Photo by Dennis M. Kelly

Just listening to Dream Wife makes me feel a little bit cooler. They have this artsy, ahead-of-their time vibe that manages to feel fresh and new in an era where everything feels a bit recycled.

Dream Wife hails from the UK, and is made up of vocalist Rakel Mjöll, guitarist Alice Go, bassist Bella Podpadec. Their pop punk jams are filled with youthful exuberance, but also wisdom beyond their years.

Their lyrics address consent, age discrimination, and loving yourself. Their anthem “Somebody” consists of Mjöll emphatically and repeatedly affirming “I am not my body. I am somebody.”

Before that song Mjöll stated, “Gender is a construct. Make your own rules,” before dedicating the song to the badass women in the audience. However, people of all gender and nationalities sang along.

“You should take whatever sort of bracket people are trying to put you under, and it shouldn’t be that way because you are a human being,” Podpadec explains after the show.

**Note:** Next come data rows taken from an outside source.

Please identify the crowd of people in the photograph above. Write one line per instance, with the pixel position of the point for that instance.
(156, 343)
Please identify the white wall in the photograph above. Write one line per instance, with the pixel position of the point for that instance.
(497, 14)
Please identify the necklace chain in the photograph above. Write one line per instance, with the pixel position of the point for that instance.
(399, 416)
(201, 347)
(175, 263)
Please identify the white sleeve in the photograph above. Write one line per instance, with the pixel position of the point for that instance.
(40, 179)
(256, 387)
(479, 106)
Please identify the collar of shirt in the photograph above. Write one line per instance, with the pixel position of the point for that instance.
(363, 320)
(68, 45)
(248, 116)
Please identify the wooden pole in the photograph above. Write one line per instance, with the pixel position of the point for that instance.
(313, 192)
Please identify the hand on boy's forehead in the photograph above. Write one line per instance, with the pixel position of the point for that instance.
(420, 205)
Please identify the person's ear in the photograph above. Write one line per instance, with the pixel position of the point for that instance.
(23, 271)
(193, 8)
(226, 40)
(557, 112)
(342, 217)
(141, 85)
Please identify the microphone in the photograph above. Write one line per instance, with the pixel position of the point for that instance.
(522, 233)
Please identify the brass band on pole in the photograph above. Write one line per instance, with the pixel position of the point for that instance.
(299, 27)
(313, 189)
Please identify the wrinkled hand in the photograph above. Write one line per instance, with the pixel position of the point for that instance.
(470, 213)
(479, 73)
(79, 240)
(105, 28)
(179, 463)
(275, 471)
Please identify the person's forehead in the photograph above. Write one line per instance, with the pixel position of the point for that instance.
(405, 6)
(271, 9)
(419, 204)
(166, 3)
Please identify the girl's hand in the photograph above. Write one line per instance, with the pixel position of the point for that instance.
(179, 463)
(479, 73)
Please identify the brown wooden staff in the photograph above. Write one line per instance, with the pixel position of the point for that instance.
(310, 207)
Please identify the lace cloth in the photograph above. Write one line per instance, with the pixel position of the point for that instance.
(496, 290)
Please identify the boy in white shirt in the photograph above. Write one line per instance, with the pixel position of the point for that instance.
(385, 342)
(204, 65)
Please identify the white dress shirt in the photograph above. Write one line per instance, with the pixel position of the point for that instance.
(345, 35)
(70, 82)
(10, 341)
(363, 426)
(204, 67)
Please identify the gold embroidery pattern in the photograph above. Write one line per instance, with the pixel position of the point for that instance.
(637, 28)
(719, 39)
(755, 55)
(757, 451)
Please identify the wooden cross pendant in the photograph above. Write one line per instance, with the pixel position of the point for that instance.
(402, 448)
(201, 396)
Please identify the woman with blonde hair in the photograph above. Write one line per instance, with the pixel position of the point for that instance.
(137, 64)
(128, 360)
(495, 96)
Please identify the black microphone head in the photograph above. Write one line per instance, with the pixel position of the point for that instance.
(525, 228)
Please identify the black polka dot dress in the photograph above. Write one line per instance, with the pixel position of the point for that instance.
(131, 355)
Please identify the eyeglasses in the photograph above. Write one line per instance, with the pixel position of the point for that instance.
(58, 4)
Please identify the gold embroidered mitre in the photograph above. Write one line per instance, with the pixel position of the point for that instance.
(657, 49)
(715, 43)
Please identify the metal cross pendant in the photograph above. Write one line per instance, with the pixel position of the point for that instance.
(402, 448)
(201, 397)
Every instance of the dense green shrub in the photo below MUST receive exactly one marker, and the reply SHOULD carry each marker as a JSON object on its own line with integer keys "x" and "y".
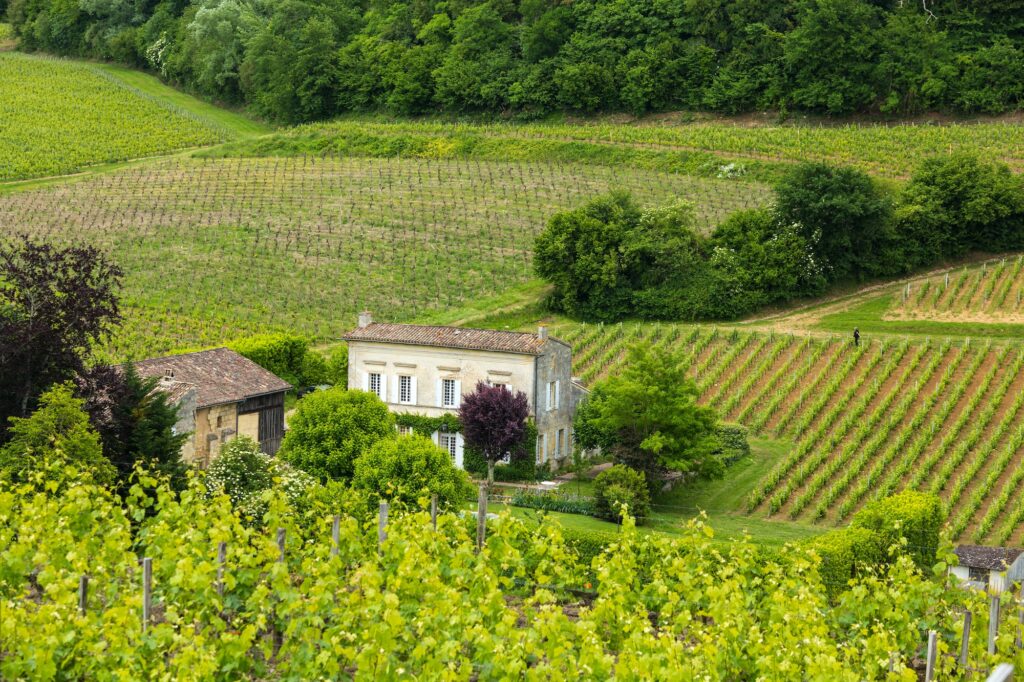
{"x": 842, "y": 214}
{"x": 733, "y": 442}
{"x": 621, "y": 485}
{"x": 847, "y": 554}
{"x": 918, "y": 517}
{"x": 331, "y": 428}
{"x": 407, "y": 471}
{"x": 588, "y": 544}
{"x": 57, "y": 431}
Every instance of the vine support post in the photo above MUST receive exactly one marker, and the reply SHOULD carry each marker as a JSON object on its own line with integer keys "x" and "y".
{"x": 381, "y": 526}
{"x": 993, "y": 622}
{"x": 933, "y": 645}
{"x": 221, "y": 562}
{"x": 83, "y": 594}
{"x": 481, "y": 517}
{"x": 1020, "y": 621}
{"x": 966, "y": 638}
{"x": 146, "y": 592}
{"x": 335, "y": 535}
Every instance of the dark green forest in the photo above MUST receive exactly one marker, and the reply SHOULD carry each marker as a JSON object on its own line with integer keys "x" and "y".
{"x": 294, "y": 60}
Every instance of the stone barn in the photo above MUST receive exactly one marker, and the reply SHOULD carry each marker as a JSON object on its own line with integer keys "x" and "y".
{"x": 220, "y": 394}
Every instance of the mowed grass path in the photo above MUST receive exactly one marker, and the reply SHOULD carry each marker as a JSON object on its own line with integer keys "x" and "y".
{"x": 709, "y": 147}
{"x": 59, "y": 116}
{"x": 945, "y": 416}
{"x": 218, "y": 248}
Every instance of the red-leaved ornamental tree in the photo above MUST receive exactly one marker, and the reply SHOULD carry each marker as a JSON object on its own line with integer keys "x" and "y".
{"x": 494, "y": 421}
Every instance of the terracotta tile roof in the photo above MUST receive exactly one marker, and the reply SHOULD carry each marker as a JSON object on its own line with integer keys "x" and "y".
{"x": 219, "y": 375}
{"x": 451, "y": 337}
{"x": 977, "y": 556}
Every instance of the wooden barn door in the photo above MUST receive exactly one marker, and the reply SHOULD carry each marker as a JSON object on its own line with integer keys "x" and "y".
{"x": 271, "y": 428}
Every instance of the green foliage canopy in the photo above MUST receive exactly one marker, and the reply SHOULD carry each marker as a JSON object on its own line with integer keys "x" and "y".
{"x": 330, "y": 429}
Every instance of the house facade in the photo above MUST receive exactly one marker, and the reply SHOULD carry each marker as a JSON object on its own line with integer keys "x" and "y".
{"x": 989, "y": 567}
{"x": 427, "y": 370}
{"x": 220, "y": 394}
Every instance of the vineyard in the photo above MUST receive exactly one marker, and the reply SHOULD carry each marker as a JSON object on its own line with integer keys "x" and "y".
{"x": 990, "y": 293}
{"x": 74, "y": 115}
{"x": 704, "y": 147}
{"x": 185, "y": 589}
{"x": 214, "y": 249}
{"x": 864, "y": 422}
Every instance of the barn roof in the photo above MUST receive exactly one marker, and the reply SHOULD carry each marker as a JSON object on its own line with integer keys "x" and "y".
{"x": 452, "y": 337}
{"x": 978, "y": 556}
{"x": 219, "y": 376}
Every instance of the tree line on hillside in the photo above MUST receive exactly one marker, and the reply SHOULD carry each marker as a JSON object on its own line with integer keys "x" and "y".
{"x": 307, "y": 59}
{"x": 611, "y": 258}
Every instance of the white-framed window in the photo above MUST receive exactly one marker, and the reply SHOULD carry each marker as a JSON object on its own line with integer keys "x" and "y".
{"x": 553, "y": 395}
{"x": 450, "y": 443}
{"x": 406, "y": 389}
{"x": 375, "y": 384}
{"x": 450, "y": 396}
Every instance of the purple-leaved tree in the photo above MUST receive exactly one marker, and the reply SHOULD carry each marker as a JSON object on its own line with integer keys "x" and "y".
{"x": 494, "y": 421}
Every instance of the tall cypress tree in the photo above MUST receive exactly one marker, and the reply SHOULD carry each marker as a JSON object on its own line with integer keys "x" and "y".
{"x": 135, "y": 422}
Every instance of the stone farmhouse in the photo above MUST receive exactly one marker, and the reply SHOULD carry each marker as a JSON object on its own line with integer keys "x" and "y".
{"x": 427, "y": 370}
{"x": 220, "y": 394}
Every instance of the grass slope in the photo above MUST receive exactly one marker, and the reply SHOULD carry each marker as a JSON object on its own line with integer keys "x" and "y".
{"x": 218, "y": 248}
{"x": 940, "y": 416}
{"x": 704, "y": 147}
{"x": 238, "y": 125}
{"x": 61, "y": 116}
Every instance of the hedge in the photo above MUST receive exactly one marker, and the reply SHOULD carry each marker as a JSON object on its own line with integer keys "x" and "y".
{"x": 916, "y": 516}
{"x": 568, "y": 504}
{"x": 846, "y": 553}
{"x": 588, "y": 544}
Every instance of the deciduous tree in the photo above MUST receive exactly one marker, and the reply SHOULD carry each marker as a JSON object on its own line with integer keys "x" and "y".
{"x": 55, "y": 303}
{"x": 494, "y": 421}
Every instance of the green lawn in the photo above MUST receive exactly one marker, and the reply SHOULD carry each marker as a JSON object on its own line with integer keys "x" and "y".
{"x": 867, "y": 317}
{"x": 722, "y": 500}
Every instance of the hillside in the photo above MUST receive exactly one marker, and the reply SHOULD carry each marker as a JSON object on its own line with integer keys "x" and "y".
{"x": 76, "y": 115}
{"x": 215, "y": 249}
{"x": 936, "y": 415}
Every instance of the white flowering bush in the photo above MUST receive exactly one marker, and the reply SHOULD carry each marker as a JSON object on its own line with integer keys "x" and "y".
{"x": 244, "y": 474}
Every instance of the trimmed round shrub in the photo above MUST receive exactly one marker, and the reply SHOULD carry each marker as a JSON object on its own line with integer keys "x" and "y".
{"x": 622, "y": 485}
{"x": 407, "y": 471}
{"x": 331, "y": 428}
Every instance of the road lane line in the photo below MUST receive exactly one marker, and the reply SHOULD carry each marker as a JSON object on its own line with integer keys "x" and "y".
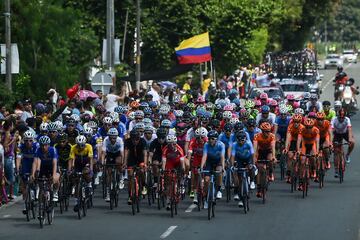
{"x": 191, "y": 207}
{"x": 168, "y": 232}
{"x": 331, "y": 79}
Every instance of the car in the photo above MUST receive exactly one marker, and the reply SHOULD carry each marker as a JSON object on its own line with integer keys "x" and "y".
{"x": 294, "y": 87}
{"x": 271, "y": 92}
{"x": 333, "y": 60}
{"x": 350, "y": 56}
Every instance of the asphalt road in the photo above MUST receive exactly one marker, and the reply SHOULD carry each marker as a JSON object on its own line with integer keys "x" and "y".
{"x": 329, "y": 213}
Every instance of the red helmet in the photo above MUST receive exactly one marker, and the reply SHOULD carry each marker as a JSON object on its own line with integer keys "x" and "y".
{"x": 265, "y": 126}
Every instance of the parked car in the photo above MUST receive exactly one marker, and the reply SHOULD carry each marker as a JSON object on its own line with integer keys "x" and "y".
{"x": 333, "y": 60}
{"x": 349, "y": 56}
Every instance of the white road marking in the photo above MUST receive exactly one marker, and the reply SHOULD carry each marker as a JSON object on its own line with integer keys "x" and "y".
{"x": 331, "y": 80}
{"x": 191, "y": 207}
{"x": 168, "y": 232}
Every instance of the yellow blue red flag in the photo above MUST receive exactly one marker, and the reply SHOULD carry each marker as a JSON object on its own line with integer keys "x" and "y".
{"x": 194, "y": 50}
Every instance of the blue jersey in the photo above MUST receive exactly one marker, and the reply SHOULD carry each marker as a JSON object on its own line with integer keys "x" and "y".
{"x": 242, "y": 153}
{"x": 46, "y": 159}
{"x": 27, "y": 156}
{"x": 282, "y": 125}
{"x": 214, "y": 153}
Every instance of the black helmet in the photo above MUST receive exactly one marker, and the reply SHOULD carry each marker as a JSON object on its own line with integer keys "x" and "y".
{"x": 213, "y": 134}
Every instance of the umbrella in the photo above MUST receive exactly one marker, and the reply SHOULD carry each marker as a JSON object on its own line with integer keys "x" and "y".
{"x": 84, "y": 94}
{"x": 167, "y": 84}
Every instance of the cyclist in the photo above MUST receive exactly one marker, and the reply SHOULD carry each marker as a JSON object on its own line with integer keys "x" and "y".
{"x": 264, "y": 148}
{"x": 113, "y": 149}
{"x": 213, "y": 159}
{"x": 293, "y": 131}
{"x": 25, "y": 159}
{"x": 325, "y": 142}
{"x": 308, "y": 143}
{"x": 81, "y": 161}
{"x": 195, "y": 154}
{"x": 135, "y": 154}
{"x": 172, "y": 158}
{"x": 242, "y": 153}
{"x": 45, "y": 162}
{"x": 341, "y": 128}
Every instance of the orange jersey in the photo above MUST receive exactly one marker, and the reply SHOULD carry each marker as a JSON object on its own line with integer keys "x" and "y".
{"x": 310, "y": 135}
{"x": 264, "y": 143}
{"x": 324, "y": 128}
{"x": 294, "y": 132}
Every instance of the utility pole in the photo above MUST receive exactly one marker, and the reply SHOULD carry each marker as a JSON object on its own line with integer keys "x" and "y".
{"x": 8, "y": 45}
{"x": 110, "y": 32}
{"x": 138, "y": 39}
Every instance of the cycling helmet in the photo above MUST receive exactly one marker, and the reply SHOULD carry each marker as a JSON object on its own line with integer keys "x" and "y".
{"x": 273, "y": 103}
{"x": 200, "y": 99}
{"x": 44, "y": 140}
{"x": 139, "y": 113}
{"x": 320, "y": 115}
{"x": 263, "y": 96}
{"x": 43, "y": 127}
{"x": 52, "y": 126}
{"x": 107, "y": 120}
{"x": 75, "y": 117}
{"x": 200, "y": 132}
{"x": 265, "y": 109}
{"x": 80, "y": 140}
{"x": 29, "y": 135}
{"x": 228, "y": 127}
{"x": 265, "y": 126}
{"x": 283, "y": 110}
{"x": 299, "y": 111}
{"x": 112, "y": 132}
{"x": 161, "y": 133}
{"x": 326, "y": 103}
{"x": 165, "y": 123}
{"x": 227, "y": 115}
{"x": 309, "y": 122}
{"x": 62, "y": 136}
{"x": 229, "y": 107}
{"x": 88, "y": 131}
{"x": 213, "y": 134}
{"x": 290, "y": 97}
{"x": 249, "y": 104}
{"x": 171, "y": 139}
{"x": 297, "y": 118}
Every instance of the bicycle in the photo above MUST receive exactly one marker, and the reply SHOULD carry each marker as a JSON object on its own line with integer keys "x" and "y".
{"x": 45, "y": 204}
{"x": 29, "y": 199}
{"x": 114, "y": 186}
{"x": 243, "y": 188}
{"x": 264, "y": 182}
{"x": 340, "y": 154}
{"x": 210, "y": 198}
{"x": 135, "y": 191}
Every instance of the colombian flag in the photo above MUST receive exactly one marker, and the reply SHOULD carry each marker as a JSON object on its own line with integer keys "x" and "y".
{"x": 194, "y": 50}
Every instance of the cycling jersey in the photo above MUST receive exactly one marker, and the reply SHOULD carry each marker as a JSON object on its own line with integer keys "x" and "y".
{"x": 27, "y": 157}
{"x": 340, "y": 127}
{"x": 264, "y": 143}
{"x": 173, "y": 157}
{"x": 214, "y": 153}
{"x": 243, "y": 154}
{"x": 46, "y": 159}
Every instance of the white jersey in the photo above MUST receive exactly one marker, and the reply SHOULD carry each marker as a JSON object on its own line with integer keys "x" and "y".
{"x": 340, "y": 127}
{"x": 113, "y": 148}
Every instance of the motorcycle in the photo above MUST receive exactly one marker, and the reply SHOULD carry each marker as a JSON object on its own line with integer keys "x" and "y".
{"x": 348, "y": 99}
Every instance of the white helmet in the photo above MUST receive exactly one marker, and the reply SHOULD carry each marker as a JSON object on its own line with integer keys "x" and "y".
{"x": 171, "y": 139}
{"x": 81, "y": 139}
{"x": 43, "y": 126}
{"x": 227, "y": 115}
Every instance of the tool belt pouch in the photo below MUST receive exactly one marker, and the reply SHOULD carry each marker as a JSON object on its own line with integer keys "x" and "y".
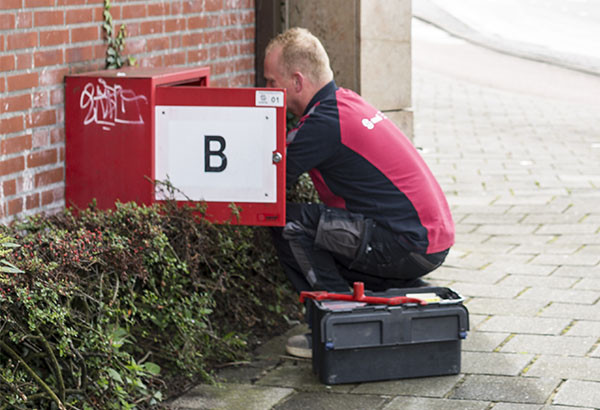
{"x": 342, "y": 232}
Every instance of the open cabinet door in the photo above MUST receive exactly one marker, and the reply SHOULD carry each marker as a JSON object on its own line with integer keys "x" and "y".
{"x": 224, "y": 147}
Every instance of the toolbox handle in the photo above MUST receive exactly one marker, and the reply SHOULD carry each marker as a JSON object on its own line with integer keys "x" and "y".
{"x": 359, "y": 296}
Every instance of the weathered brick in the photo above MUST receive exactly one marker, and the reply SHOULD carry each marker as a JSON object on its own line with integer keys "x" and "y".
{"x": 15, "y": 103}
{"x": 14, "y": 206}
{"x": 41, "y": 118}
{"x": 21, "y": 81}
{"x": 52, "y": 195}
{"x": 21, "y": 40}
{"x": 39, "y": 3}
{"x": 158, "y": 9}
{"x": 40, "y": 158}
{"x": 77, "y": 54}
{"x": 75, "y": 16}
{"x": 151, "y": 27}
{"x": 52, "y": 77}
{"x": 7, "y": 22}
{"x": 24, "y": 61}
{"x": 49, "y": 57}
{"x": 32, "y": 201}
{"x": 49, "y": 18}
{"x": 9, "y": 187}
{"x": 49, "y": 177}
{"x": 24, "y": 19}
{"x": 174, "y": 59}
{"x": 10, "y": 4}
{"x": 12, "y": 165}
{"x": 11, "y": 124}
{"x": 81, "y": 34}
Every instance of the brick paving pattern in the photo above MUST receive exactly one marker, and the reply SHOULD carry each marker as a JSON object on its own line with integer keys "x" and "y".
{"x": 522, "y": 174}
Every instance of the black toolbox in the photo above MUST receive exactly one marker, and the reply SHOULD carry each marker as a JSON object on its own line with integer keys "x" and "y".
{"x": 400, "y": 333}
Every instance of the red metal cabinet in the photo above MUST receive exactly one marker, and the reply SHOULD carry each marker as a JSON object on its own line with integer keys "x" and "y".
{"x": 222, "y": 146}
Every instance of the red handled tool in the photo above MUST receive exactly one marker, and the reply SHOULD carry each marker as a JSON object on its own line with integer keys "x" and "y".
{"x": 359, "y": 296}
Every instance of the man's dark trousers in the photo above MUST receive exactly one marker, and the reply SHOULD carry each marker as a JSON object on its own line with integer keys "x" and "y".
{"x": 324, "y": 248}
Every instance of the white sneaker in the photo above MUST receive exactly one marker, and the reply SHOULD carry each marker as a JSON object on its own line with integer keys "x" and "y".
{"x": 300, "y": 346}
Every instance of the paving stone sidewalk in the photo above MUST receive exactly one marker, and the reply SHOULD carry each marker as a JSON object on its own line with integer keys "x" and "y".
{"x": 522, "y": 174}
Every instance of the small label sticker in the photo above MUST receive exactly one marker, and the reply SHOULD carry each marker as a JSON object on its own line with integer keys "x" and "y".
{"x": 269, "y": 98}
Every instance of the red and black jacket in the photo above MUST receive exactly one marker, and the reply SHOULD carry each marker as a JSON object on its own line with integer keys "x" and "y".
{"x": 360, "y": 161}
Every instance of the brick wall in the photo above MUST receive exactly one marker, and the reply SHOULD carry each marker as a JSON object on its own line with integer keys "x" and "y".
{"x": 43, "y": 40}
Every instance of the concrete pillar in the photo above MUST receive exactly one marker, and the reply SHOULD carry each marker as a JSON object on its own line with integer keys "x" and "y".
{"x": 368, "y": 42}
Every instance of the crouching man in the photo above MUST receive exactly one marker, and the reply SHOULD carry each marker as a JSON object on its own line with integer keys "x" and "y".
{"x": 384, "y": 219}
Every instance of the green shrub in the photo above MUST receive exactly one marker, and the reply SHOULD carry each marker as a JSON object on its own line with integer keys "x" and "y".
{"x": 119, "y": 309}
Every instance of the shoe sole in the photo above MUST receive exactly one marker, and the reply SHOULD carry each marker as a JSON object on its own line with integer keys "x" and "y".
{"x": 297, "y": 352}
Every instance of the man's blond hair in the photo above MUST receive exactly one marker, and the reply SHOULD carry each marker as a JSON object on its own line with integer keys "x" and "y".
{"x": 303, "y": 52}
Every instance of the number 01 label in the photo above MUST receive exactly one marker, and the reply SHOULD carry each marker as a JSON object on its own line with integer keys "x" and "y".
{"x": 269, "y": 98}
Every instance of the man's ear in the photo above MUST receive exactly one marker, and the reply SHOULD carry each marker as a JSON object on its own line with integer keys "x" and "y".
{"x": 298, "y": 81}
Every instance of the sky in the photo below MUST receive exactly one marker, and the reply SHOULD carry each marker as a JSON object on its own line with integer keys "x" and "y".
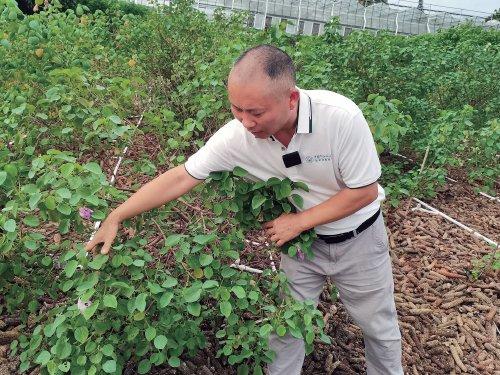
{"x": 487, "y": 6}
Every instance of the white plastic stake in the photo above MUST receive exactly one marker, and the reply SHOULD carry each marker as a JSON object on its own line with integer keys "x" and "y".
{"x": 476, "y": 234}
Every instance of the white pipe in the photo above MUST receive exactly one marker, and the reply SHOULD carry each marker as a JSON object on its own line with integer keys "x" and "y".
{"x": 273, "y": 266}
{"x": 298, "y": 17}
{"x": 478, "y": 235}
{"x": 245, "y": 268}
{"x": 451, "y": 179}
{"x": 265, "y": 13}
{"x": 81, "y": 305}
{"x": 489, "y": 196}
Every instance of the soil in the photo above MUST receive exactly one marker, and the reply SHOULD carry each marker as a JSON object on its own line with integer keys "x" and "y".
{"x": 449, "y": 320}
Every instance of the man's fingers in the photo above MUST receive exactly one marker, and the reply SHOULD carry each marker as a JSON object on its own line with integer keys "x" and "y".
{"x": 90, "y": 245}
{"x": 267, "y": 225}
{"x": 106, "y": 247}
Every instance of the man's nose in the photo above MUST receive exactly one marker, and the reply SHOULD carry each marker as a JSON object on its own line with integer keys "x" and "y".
{"x": 247, "y": 122}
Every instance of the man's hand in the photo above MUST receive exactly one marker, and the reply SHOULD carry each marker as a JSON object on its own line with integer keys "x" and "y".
{"x": 284, "y": 228}
{"x": 105, "y": 235}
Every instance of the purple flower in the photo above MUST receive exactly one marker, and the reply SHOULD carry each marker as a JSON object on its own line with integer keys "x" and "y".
{"x": 85, "y": 212}
{"x": 300, "y": 254}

Whether its men wanting to break out of society’s expectations of their masculinity, or people with disabilities wanting to be seen as whole and complete members of society, or anyone in between, Dream Wife carries a message of progressive values and human rights for everyone.

While these talented young people make catchy music, they realize the responsibility that comes with being public figures. They care deeply about more than just their music and take their new-found platform seriously.

Last month they put out a call for opening acts for their upcoming tour. They decided to ask for bands that had at least one member who identified as either female or non-binary. This was not to put a certain group of people on a pedestal, but to both give back to a community who supported them and to give opportunities to people who may otherwise be overlooked. The response was overwhelming. In one week, they received 433 submissions.

But Dream Wife never set out to be a political band. “We never sat down and discussed what we stand for as a band,” says Mjöll. “We’re just writing what we know. These are the conversations we’re having with each other,” adds Go.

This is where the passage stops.